Secondo quanto ricostruito dagli investigatori, i due indagati avrebbero agito insieme ad altri due uomini, al momento indagati a piede libero. I tre elementi che hanno consentito di orientare le indagini sono stati le immagini delle telecamere di videosorveglianza, le testimonianze raccolte in loco e il tracciamento del veicolo utilizzato durante la fuga.
- Vittime e modalità: l'atto criminoso ha avuto come obiettivo il titolare del bar tabaccheria; gli aggressori avrebbero intimato la consegna del denaro.
- Stratagemma e violenza: i presunti rapinatori erano con il volto travisato e armati di una chiave metallica; nel corso dell'assalto è nata una colluttazione con il proprietario.
- Esito della rapina: la reazione della vittima ha costretto gli aggressori a fuggire senza riuscire a prendere il denaro, aiutati da due complici rimasti a bordo di un'auto.

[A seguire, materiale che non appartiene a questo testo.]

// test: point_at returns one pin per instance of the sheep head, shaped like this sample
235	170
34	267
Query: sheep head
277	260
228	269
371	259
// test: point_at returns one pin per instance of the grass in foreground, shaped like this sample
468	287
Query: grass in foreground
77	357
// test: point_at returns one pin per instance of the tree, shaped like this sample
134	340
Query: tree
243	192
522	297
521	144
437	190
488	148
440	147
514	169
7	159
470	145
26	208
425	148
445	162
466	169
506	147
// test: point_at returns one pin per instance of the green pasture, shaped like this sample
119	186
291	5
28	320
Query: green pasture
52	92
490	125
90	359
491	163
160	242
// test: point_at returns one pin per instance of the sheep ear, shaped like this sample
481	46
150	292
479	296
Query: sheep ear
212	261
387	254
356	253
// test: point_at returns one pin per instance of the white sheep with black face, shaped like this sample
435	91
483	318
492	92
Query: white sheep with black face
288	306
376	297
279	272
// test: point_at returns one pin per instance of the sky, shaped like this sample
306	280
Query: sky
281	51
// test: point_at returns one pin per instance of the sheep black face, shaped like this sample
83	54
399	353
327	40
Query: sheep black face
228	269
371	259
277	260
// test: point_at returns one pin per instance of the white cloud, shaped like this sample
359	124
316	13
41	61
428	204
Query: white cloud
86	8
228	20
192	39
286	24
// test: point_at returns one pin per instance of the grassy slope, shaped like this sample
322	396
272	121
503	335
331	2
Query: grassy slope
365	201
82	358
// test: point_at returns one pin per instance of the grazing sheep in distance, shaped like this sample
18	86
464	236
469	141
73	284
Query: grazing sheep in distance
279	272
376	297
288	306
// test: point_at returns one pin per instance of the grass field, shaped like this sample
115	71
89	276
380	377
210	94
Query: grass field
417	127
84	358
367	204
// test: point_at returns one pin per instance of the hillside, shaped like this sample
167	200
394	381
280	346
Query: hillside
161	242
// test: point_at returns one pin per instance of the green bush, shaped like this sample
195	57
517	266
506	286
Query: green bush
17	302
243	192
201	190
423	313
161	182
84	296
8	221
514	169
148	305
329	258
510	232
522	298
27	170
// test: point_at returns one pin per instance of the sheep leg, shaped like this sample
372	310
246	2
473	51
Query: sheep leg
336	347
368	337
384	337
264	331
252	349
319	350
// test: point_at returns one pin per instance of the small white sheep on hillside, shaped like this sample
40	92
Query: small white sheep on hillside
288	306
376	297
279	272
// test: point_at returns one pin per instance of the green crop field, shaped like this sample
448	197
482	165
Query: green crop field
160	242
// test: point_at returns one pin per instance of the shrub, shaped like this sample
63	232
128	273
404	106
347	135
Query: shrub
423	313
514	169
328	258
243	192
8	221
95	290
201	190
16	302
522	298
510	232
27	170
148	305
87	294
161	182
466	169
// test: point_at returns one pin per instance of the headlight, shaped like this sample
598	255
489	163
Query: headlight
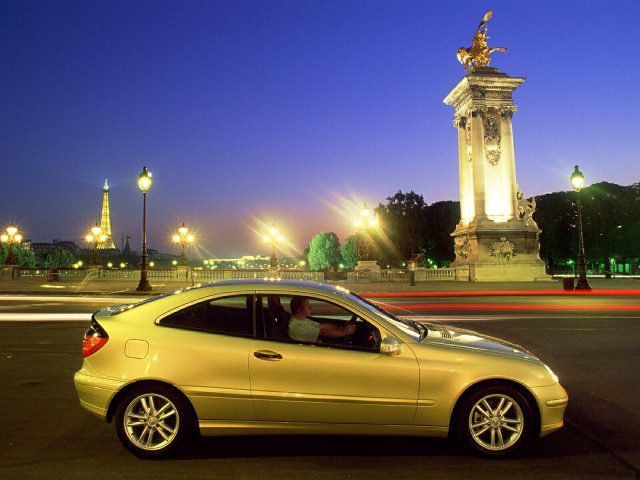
553	375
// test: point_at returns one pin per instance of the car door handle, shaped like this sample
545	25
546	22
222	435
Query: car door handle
267	355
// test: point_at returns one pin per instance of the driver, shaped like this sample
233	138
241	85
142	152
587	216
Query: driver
304	329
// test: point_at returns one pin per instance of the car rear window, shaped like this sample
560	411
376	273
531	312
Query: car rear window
228	315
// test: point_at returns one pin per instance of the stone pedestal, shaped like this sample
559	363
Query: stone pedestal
182	272
496	238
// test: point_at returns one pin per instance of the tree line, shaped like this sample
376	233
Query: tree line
409	226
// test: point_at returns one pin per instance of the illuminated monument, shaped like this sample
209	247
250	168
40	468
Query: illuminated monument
105	224
496	239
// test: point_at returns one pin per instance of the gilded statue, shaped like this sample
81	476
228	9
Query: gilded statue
478	54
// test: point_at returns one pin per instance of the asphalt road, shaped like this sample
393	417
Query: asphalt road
44	433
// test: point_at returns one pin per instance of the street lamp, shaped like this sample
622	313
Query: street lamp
11	238
273	237
144	182
366	220
577	180
183	237
96	237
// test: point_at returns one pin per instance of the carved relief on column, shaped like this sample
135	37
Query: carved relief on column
467	137
479	110
461	122
507	110
492	139
502	250
462	247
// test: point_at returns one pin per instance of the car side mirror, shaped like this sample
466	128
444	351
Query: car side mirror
390	346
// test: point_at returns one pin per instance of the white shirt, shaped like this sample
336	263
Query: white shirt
304	330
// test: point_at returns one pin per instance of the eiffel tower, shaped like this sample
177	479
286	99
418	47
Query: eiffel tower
105	224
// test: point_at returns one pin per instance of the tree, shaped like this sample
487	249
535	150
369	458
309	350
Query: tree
24	256
349	252
324	250
58	258
442	218
404	223
413	227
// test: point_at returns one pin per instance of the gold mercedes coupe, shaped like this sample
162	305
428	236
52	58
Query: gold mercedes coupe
221	359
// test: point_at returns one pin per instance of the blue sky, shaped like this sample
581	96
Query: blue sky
294	112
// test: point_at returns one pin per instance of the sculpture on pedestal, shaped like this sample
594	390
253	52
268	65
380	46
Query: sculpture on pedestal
497	238
478	55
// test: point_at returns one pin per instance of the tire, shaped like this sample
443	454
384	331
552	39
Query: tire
494	421
152	421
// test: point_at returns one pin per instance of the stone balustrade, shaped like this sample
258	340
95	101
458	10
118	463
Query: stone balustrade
206	276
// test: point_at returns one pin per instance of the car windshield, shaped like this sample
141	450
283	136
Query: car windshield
415	330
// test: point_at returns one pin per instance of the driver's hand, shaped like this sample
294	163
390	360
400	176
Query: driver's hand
349	328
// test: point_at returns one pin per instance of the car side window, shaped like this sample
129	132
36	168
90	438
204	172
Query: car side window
276	316
228	315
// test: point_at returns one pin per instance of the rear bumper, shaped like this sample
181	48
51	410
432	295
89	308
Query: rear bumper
552	401
95	393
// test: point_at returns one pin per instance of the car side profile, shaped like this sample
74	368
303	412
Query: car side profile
219	359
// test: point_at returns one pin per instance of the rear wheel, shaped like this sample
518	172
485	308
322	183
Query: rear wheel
495	421
152	421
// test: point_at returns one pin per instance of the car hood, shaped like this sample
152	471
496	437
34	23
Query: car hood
469	339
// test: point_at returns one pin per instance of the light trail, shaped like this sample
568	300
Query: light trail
512	293
77	299
517	308
45	317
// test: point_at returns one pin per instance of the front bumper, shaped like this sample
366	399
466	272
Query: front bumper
552	402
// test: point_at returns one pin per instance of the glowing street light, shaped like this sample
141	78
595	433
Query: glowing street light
12	237
183	237
366	220
577	180
144	183
96	237
273	237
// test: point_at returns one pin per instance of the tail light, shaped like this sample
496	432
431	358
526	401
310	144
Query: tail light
94	339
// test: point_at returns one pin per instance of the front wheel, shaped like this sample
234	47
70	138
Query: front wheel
152	421
495	421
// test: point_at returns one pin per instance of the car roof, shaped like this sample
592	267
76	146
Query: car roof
248	285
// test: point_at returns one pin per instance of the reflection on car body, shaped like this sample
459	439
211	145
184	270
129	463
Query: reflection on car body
218	359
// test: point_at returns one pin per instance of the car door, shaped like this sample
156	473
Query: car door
318	382
206	345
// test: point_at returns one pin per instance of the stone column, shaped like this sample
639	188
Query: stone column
491	242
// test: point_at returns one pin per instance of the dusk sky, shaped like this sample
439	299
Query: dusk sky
294	112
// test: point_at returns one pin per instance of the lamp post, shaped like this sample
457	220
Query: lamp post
12	237
96	238
366	220
144	182
183	237
364	223
273	237
577	180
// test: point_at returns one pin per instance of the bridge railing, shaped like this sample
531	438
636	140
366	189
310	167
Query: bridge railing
203	276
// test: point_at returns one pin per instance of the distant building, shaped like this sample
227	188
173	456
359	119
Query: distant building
105	223
39	248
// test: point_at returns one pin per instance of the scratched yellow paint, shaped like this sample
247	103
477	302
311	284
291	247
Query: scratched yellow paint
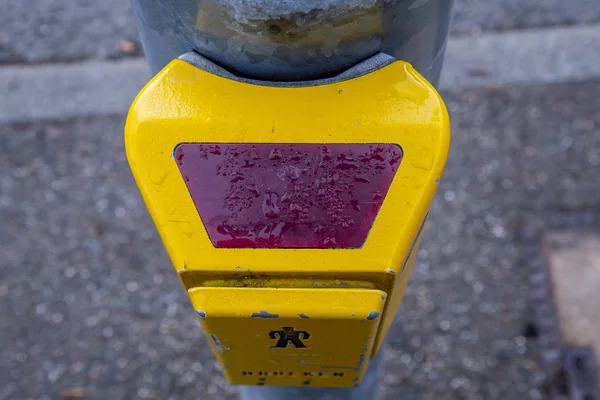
327	335
184	104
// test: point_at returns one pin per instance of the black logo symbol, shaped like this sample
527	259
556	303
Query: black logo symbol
288	335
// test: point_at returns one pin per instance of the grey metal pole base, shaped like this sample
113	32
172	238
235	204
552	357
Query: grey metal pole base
367	390
284	40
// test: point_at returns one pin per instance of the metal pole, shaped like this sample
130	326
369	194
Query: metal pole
289	41
299	40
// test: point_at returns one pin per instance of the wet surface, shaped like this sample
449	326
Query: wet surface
91	302
288	196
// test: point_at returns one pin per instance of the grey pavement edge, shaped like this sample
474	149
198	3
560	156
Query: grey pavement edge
536	56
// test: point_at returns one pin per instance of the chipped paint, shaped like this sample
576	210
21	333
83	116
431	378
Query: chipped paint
264	314
217	343
372	315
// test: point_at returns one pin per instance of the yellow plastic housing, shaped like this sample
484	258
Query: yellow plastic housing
184	104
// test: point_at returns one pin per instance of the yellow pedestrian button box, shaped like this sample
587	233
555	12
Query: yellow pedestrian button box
267	336
292	213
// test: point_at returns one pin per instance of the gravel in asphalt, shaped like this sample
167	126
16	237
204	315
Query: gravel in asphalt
36	31
90	300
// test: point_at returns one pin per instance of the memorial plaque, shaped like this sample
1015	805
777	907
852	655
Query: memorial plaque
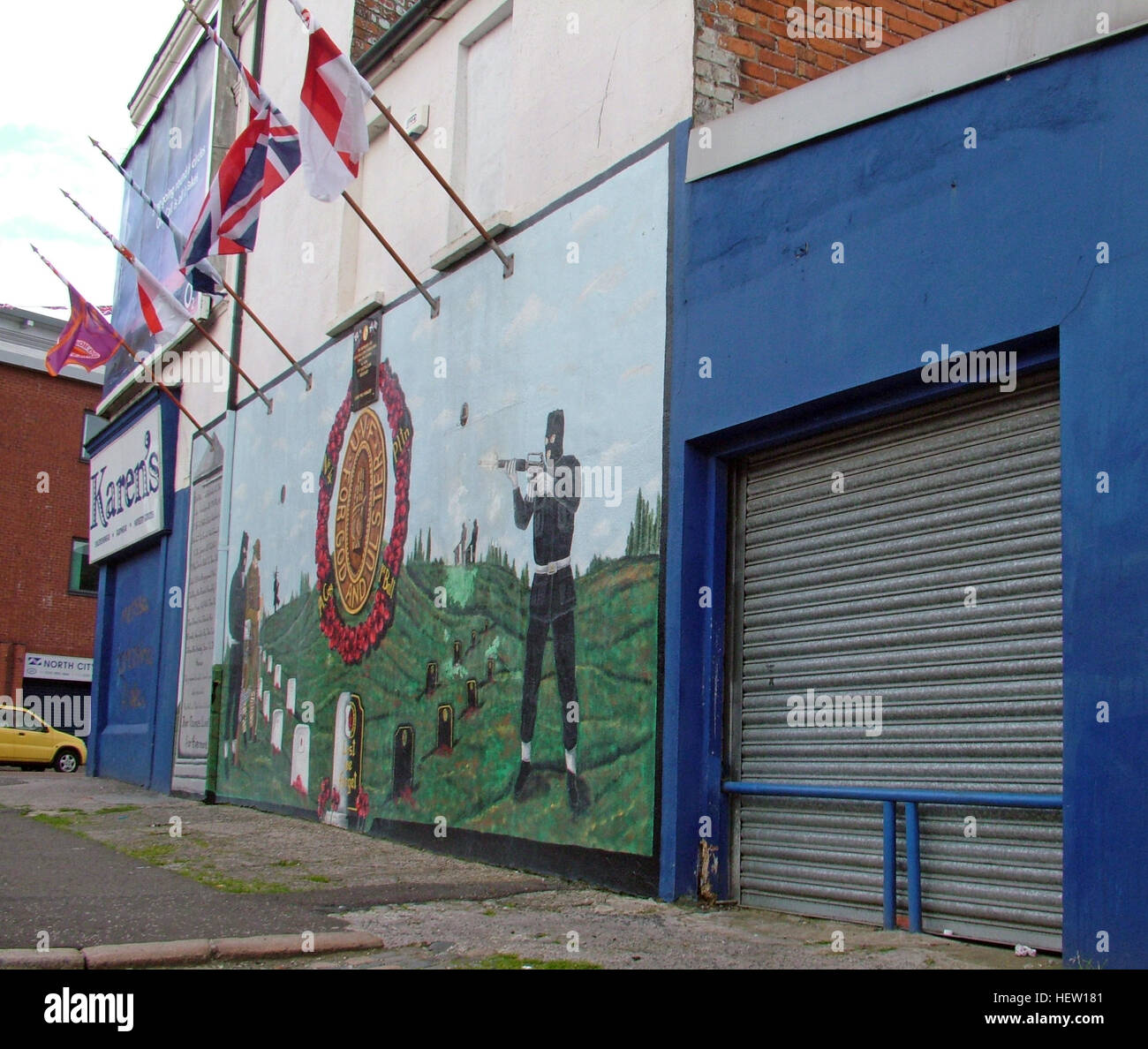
403	775
199	623
343	732
366	348
446	728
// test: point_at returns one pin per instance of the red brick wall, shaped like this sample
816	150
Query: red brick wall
374	19
743	50
41	424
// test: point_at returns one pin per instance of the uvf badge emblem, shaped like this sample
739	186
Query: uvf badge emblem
360	512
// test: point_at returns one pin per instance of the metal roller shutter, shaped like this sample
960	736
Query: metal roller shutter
865	592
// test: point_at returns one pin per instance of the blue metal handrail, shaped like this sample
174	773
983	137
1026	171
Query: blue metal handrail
890	797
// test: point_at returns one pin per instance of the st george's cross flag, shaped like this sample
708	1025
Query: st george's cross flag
229	221
163	313
332	123
87	340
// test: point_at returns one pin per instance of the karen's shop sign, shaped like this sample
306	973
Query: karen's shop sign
126	490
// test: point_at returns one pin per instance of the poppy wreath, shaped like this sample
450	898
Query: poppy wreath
352	643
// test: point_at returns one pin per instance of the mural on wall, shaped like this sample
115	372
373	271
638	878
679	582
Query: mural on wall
442	592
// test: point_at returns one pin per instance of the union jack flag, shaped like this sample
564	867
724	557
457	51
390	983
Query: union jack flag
283	154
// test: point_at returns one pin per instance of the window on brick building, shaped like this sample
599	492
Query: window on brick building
92	425
483	96
84	577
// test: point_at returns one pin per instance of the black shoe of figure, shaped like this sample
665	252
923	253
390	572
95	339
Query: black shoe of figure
520	784
578	792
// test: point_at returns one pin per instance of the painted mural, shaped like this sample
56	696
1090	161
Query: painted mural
441	598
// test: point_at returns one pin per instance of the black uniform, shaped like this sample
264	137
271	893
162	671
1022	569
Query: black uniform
237	613
552	600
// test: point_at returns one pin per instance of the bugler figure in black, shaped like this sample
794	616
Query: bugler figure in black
551	501
237	615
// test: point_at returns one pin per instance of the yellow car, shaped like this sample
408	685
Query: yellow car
29	742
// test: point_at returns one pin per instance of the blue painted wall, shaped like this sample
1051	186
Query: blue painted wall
971	247
138	634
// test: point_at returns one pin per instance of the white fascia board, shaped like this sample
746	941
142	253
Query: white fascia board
986	45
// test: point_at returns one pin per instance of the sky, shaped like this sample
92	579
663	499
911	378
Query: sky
57	88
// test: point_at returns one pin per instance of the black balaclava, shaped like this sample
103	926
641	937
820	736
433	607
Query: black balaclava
555	427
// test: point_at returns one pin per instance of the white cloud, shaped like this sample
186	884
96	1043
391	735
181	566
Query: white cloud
524	321
592	217
604	283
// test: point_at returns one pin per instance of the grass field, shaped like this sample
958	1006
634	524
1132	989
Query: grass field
486	609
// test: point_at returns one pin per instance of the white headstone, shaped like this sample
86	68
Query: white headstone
276	731
336	816
301	760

Le forze dell'ordine hanno potuto risalire ai sospetti anche grazie all'analisi delle registrazioni video presenti nel locale e alle dichiarazioni rese da alcuni presenti. Gli elementi raccolti hanno permesso di individuare i presunti responsabili e l'autovettura utilizzata per l'allontanamento.
Gli indagati e la misura cautelare
I soggetti sottoposti a misura sono un ventiseienne e un ventiduenne. Per entrambi il giudice ha disposto gli arresti domiciliari, mentre gli altri due indagati restano sotto inchiesta a piede libero in attesa di sviluppi investigativi e di eventuali provvedimenti giudiziari.
| Elemento | Dettaglio |
|---|---|
| Luogo del fatto | Bar tabaccheria, Perugia |
| Data indicativa | Marzo (anno in corso) |
| Indagati raggiunti da provvedimento | 2 (età: 26 e 22 anni) |
| Stazione Carabinieri | Farneto-Colombella |
La vicenda sottolinea la rilevanza degli strumenti di videosorveglianza e della collaborazione dei testimoni nelle indagini su reati predatori. Per i residenti e gli esercenti della città, l'episodio evidenzia la necessità di mantenere alta l'attenzione sulla sicurezza dei locali commerciali, soprattutto nelle ore serali.
Le indagini proseguono per chiarire il ruolo esatto di ciascuno degli indagati e per verificare eventuali responsabilità penali anche nei confronti dei due complici rimasti all'esterno del locale. Eventuali aggiornamenti saranno comunicati dalle autorità competenti.